Related: The Impact of Trump Tweets on Company Shares Is Mostly Short Lived

Even Nordstrom JWN , which Trump attacked just a few weeks ago after the company removed his daughter Ivanka’s fashion designs from their stores, has increased in value since the attack.

It should be noted that the Journal‘s index is distorted to some extent by the fact that the Trump target group includes Apple, which Trump criticized in January 2016 for not helping investigators unlock the iPhone of the suspect in the San Bernardino shootings. The Journal says its index is equal-weighted, which means Apple’s massive market value of $700 billion or so shouldn’t have affected the overall performance of the group. But shares of the company AAPL have climbed by more than 40% in the past year, and that rise likely accounts for a large part of the index’s improvement over that period.
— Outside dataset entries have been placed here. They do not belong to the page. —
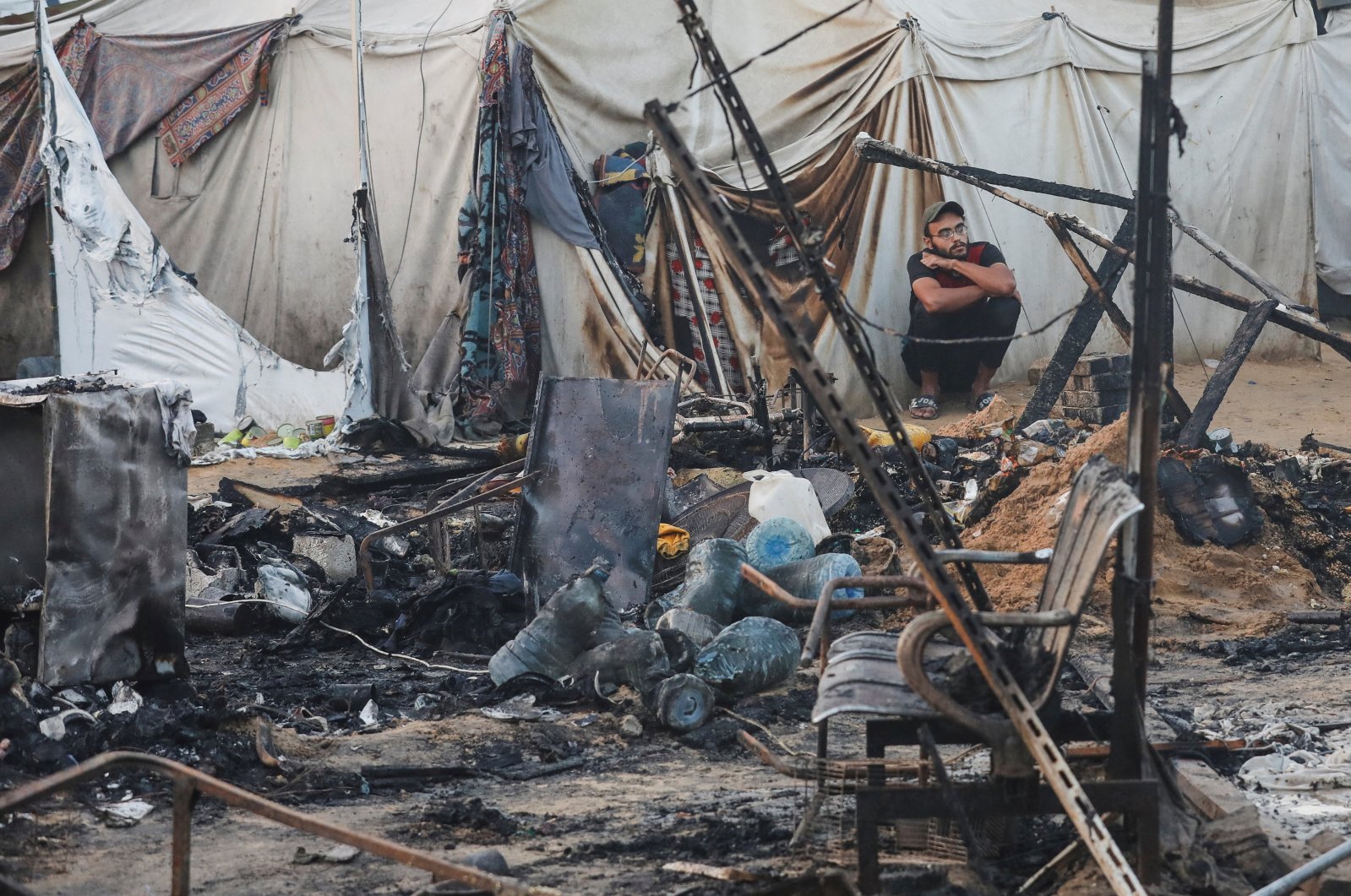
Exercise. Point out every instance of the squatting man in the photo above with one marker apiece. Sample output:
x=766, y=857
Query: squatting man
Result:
x=958, y=291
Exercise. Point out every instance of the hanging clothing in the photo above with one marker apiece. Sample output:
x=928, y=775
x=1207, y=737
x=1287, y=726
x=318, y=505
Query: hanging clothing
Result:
x=622, y=204
x=126, y=85
x=723, y=343
x=205, y=112
x=546, y=171
x=500, y=345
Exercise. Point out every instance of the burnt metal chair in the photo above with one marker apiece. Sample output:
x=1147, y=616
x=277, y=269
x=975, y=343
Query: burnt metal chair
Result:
x=908, y=684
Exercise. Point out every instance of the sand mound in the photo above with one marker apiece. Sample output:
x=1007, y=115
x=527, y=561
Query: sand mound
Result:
x=1202, y=591
x=974, y=426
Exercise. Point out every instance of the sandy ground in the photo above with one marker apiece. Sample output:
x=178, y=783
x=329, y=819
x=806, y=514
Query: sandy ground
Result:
x=1274, y=402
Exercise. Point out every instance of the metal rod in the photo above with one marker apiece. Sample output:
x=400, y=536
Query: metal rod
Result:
x=239, y=798
x=358, y=56
x=182, y=861
x=49, y=121
x=1135, y=567
x=1290, y=882
x=1041, y=555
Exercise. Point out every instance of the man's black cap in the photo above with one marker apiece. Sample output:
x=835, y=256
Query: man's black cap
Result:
x=942, y=207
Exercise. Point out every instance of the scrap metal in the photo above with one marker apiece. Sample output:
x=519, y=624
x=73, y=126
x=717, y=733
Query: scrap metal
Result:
x=893, y=505
x=597, y=456
x=188, y=781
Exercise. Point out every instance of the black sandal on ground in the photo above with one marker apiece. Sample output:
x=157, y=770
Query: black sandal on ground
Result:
x=924, y=408
x=981, y=402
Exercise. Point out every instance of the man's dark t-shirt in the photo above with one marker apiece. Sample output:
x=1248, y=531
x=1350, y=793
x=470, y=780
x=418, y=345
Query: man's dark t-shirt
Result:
x=983, y=254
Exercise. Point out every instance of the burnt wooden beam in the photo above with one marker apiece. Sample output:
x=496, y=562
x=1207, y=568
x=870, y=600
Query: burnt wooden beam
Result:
x=1287, y=315
x=1081, y=264
x=1234, y=356
x=1046, y=187
x=1080, y=331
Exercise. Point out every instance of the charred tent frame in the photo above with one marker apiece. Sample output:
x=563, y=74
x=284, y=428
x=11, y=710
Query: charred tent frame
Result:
x=1276, y=307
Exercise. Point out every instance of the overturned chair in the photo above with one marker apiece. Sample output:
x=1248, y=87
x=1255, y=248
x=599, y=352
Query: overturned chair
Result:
x=913, y=690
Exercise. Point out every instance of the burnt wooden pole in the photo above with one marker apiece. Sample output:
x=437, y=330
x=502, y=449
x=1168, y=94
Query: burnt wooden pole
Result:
x=1134, y=584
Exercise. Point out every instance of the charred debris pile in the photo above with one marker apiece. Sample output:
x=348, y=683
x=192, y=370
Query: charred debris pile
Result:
x=289, y=627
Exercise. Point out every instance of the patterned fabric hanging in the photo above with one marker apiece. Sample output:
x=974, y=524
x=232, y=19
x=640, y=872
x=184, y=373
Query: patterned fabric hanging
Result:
x=500, y=342
x=712, y=304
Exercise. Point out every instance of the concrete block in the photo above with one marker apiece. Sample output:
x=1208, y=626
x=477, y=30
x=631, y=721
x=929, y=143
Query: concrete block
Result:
x=1207, y=790
x=1100, y=383
x=1100, y=415
x=1101, y=363
x=1071, y=399
x=335, y=555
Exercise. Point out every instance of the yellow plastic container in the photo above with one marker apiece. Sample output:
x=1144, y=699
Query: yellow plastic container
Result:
x=881, y=439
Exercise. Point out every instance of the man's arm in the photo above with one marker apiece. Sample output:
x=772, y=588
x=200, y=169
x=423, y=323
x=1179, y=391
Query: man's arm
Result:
x=940, y=300
x=996, y=280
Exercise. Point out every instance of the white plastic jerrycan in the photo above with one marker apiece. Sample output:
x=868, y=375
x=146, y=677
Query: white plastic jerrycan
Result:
x=782, y=494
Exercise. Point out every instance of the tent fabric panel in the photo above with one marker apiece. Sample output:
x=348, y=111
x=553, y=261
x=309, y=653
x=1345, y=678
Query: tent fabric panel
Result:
x=1331, y=114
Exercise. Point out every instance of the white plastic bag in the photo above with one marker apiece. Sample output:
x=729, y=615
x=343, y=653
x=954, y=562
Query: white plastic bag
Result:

It’s also worth noting that the stock market as a whole has climbed in value by more than 25% over the past year, depending on which index you look at. While the Trump target group outperformed the Dow and the S&P 500, it didn’t do so by very much. In the case of the Dow, the Trump index is only higher by a couple of percentage points.

In any case, according to the Journal‘s research, almost every one of the stocks mentioned by Trump have risen in value. The only exception is Toyota TM , which has declined in value by more than 5%, losing about $12 billion in market value. Trump criticized the company for planning to build a new car plant in Mexico instead of the United States.

Both Apple and Toyota are good examples—from either end of the spectrum—that macro-economic and company-specific factors will almost always have much more impact on the fate of a company’s share price than a tweet, even when it comes from the president.